My cowboy may be morphing into a logger.
He’s been spending most of his free time (when he’s not hunting for antler sheds) felling trees and chopping firewood along the creek by my in-laws’ house. Henley and I drove down to the creek–pronounced “crick” of course–to get a look at the huge tree Ty and his brothers cut down.
Here he is, as proud as can be. I’ll admit that I love sharing these experiences with my cowboy; it’s so fun to see him doing something he loves.
I think we’re all set for next winter’s wood. What do you think?
Cutting down a large tree is one thing, getting it across the creek is a whole ‘nother challenge.
It took the guys a few tries to pull the first half of the trunk over.
Dragging the wood through the creek was the easy part.
Pulling the wood up the bank and through a forest of twigs was a bit trickier.
Henley loved being outside except when the sunlight blasted her little eyes. I’m thinking she needs a big, floppy hat and some sweet sunglasses in the very near future.
Back to logging: Logger consultation. How to attach the cables and chains to get the huge, hunk of wood up the bank? When I snapped this picture I was thinking, “Please stay on that side of the creek…or at least find a log to walk over, and stay dry, please.”

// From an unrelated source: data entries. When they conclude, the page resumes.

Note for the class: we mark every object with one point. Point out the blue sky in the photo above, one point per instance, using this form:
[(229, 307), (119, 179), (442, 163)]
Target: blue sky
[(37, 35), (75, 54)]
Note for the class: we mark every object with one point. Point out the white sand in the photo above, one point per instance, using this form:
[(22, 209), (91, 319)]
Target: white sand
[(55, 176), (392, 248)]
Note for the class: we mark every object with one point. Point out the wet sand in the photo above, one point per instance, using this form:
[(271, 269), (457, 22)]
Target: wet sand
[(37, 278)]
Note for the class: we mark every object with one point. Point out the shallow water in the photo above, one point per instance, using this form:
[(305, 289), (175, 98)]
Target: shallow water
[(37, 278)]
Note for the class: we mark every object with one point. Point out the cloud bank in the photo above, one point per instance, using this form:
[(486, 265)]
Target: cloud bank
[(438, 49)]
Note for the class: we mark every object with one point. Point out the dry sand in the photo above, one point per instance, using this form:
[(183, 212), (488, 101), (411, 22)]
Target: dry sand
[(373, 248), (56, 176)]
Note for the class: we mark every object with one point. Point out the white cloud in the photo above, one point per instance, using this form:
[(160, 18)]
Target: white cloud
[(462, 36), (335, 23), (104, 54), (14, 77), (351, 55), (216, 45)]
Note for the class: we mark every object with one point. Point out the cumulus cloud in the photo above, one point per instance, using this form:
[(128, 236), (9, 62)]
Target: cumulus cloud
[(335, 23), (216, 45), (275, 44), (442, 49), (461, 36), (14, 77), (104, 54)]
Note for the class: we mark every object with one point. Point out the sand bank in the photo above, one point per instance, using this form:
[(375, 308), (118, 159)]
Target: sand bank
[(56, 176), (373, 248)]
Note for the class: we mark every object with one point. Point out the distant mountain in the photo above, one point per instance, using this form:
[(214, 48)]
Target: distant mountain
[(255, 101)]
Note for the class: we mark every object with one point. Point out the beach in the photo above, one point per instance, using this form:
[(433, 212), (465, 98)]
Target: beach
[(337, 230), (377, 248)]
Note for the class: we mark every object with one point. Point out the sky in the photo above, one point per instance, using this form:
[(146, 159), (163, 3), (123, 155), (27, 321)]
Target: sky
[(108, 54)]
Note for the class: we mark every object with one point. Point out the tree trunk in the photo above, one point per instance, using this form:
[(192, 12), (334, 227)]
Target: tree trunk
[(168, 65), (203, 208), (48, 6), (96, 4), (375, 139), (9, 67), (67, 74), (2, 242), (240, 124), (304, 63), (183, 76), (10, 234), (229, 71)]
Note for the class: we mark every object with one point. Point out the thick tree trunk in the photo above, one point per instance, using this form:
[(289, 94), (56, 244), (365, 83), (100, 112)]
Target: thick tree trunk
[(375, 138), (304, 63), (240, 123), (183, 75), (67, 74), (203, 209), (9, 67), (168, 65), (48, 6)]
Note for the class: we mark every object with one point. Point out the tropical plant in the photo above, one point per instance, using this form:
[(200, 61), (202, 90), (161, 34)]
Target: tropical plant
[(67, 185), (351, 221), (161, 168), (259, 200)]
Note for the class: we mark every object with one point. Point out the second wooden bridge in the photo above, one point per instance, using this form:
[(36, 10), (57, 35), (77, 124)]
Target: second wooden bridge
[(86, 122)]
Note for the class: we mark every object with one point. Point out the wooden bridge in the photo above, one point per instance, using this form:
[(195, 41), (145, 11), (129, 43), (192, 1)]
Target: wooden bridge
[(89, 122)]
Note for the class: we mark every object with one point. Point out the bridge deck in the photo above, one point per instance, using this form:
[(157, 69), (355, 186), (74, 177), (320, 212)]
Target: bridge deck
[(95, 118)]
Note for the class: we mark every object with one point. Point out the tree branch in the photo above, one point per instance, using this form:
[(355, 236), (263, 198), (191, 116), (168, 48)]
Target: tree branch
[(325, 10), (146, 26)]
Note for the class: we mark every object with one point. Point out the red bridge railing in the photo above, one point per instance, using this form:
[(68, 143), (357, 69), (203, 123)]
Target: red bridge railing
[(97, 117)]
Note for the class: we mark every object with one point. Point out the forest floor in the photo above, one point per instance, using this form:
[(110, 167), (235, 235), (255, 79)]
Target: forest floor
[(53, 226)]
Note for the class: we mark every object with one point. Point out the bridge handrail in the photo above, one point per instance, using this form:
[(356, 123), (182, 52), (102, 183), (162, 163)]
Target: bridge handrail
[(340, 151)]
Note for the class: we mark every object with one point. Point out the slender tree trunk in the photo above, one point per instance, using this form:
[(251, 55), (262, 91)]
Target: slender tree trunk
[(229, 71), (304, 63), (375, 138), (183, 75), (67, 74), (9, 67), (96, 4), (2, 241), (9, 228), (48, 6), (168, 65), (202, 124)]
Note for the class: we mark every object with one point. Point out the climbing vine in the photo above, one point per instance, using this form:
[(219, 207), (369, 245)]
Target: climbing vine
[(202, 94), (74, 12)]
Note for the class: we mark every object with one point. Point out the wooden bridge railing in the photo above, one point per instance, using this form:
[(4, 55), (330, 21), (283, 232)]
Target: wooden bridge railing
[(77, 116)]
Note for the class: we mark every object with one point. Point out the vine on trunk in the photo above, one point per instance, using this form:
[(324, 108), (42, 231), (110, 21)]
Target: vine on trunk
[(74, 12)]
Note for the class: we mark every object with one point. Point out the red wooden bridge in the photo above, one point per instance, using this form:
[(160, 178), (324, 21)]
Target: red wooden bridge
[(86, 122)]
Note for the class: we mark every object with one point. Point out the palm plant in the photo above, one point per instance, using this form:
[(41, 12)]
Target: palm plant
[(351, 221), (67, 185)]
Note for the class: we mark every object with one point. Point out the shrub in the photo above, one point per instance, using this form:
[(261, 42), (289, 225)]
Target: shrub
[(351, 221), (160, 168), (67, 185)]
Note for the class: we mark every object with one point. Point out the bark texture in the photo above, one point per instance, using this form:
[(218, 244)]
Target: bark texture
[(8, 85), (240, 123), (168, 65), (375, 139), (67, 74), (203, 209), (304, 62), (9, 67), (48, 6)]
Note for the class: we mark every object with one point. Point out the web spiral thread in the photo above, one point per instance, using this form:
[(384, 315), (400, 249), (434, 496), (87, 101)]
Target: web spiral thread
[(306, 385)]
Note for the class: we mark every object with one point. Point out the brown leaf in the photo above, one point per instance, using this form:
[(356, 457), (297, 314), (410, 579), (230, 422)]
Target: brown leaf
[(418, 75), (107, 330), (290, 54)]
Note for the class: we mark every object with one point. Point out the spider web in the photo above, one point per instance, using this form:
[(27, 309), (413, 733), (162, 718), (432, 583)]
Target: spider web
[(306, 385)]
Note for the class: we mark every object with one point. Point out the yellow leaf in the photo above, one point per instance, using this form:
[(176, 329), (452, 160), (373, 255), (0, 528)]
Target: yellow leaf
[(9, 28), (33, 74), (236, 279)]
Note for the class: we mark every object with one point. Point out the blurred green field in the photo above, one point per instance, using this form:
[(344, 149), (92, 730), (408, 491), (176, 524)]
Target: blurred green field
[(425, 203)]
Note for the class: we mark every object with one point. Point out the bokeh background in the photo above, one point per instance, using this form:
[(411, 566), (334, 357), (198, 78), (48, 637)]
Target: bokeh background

Apparently, Mr. Rancher–who I am seriously considering nicknaming Mountain Man–can’t read my thoughts. Maybe two seconds later he plunged into the creek, completely soaking his jeans, boots, and socks. And because I love him so much, I drove all the way home to pick up a clean, dry pair of clothes for my man. I would love to complain about all the time I spend driving here and there, but I’m pretty sure Ty would still have a million errands for me to run. If I was really prepared, I would have a spare set of clothes for my whole family in the trunk as well as snacks, water, LA 200, syringes with extra needles, a flashlight, matches, and a can of diesel. But my trunk isn’t that big. And I need somewhere to put my groceries.
My last photo before jumping in the car to get clean clothes. The first half of the trunk, finally on the opposite side of the creek and ready to be sawed into much smaller pieces.